On Thu, Apr 06, 2023 at 12:51:20PM +0200, Eric Botcazou wrote:
> > If we want to fix it in the combiner, I think the fix would be following.
> > The optimization is about
> > (and:SI (subreg:SI (reg:HI xxx) 0) (const_int 0x84c))
> > and IMHO we can only optimize it into
> > (subreg:SI (and:HI (reg:HI xxx) (const_int 0x84c)) 0)
> > if we know that the upper bits of the REG are zeros.
>
> The reasoning is that, for WORD_REGISTER_OPERATIONS, the subword AND
> operation
> is done on the full word register, in other words that it's in effect:
>
> (subreg:SI (and:SI (reg:SI xxx) (const_int 0x84c)) 0)
>
> that is equivalent to the initial RTL so correct for WORD_REGISTER_OPERATIONS.
If the
(and:SI (subreg:SI (reg:HI xxx) 0) (const_int 0x84c))
to
(subreg:SI (and:HI (reg:HI xxx) (const_int 0x84c)) 0)
transformation is kosher for WORD_REGISTER_OPERATIONS, then I guess the
invalid operation is then in
simplify_context::simplify_binary_operation_1
case AND:
...
if (HWI_COMPUTABLE_MODE_P (mode))
{
HOST_WIDE_INT nzop0 = nonzero_bits (trueop0, mode);
HOST_WIDE_INT nzop1;
if (CONST_INT_P (trueop1))
{
HOST_WIDE_INT val1 = INTVAL (trueop1);
/* If we are turning off bits already known off in OP0, we need
not do an AND. */
if ((nzop0 & ~val1) == 0)
return op0;
}
We have there op0==trueop0 (reg:HI 175) and op1==trueop1 (const_int 2124
[0x84c]).
We then for integral? modes smaller than word_mode would then need to
actually check nonzero_bits in the word_mode (on paradoxical subreg of
trueop0?).

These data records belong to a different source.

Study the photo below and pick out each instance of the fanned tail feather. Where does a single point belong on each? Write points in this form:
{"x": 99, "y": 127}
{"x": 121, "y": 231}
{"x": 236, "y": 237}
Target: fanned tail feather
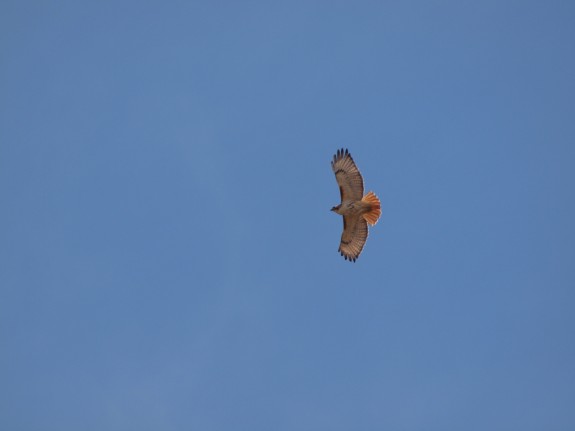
{"x": 373, "y": 214}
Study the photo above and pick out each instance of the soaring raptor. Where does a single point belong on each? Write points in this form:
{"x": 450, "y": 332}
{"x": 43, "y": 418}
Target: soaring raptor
{"x": 357, "y": 210}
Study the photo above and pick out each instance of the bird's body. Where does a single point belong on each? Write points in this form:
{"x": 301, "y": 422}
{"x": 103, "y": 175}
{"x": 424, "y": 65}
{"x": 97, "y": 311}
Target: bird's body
{"x": 357, "y": 210}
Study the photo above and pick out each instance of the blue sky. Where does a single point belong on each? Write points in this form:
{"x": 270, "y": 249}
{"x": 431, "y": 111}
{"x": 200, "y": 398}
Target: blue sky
{"x": 167, "y": 255}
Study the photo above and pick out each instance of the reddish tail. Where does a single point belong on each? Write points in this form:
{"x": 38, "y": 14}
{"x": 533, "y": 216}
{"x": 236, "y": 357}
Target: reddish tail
{"x": 375, "y": 211}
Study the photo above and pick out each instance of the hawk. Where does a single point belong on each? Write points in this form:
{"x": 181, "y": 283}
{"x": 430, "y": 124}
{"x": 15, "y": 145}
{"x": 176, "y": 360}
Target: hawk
{"x": 357, "y": 210}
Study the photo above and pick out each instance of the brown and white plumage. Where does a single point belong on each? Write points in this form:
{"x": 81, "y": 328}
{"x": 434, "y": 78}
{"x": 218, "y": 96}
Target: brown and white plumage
{"x": 357, "y": 210}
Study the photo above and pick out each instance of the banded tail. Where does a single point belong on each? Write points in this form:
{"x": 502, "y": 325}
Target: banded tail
{"x": 375, "y": 208}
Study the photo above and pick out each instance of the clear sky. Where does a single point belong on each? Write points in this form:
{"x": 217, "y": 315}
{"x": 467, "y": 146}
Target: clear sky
{"x": 168, "y": 260}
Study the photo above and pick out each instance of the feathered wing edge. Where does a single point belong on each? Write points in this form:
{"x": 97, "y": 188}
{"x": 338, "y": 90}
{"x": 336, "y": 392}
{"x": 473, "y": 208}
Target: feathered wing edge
{"x": 353, "y": 238}
{"x": 372, "y": 216}
{"x": 347, "y": 175}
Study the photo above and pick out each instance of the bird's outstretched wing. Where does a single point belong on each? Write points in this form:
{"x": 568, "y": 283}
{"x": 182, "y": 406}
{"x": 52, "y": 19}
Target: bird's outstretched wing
{"x": 348, "y": 176}
{"x": 353, "y": 237}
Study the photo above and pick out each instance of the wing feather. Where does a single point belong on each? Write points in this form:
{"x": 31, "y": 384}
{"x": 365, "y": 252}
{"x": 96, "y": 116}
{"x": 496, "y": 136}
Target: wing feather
{"x": 353, "y": 238}
{"x": 347, "y": 175}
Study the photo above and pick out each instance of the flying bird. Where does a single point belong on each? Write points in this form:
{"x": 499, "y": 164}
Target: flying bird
{"x": 357, "y": 210}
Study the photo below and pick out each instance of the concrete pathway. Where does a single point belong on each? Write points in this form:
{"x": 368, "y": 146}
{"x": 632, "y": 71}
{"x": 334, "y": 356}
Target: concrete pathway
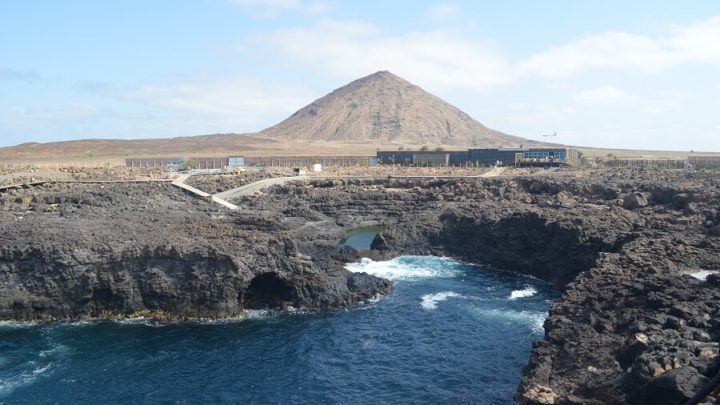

If INTVAL (trueop1) is >= 0, then I think just doing
nonzero_bits in the wider mode would be all we need (although the
subsequent (nzop1 & nzop0) == 0 case probably wants to have the current
nonzero_bits calls), not really sure what for WORD_REGISTER_OPERATIONS
means AND with a constant which has the most significant bit set for the
upper bits.
So, perhaps just in the return op0; case add further code for
WORD_REGISTER_OPERATIONS and sub-word modes which will call nonzero_bits
again for the word mode and decide if it is still safe.
> > Now, this patch fixes the PR, but certainly generates worse (but correct)
> > code than the dse.cc patch. So perhaps we want both of them?
>
> What happens if you disable the step I mentioned (patchlet attached)?
That patch doesn't change anything at all on the testcase, it is still
miscompiled.
Jakub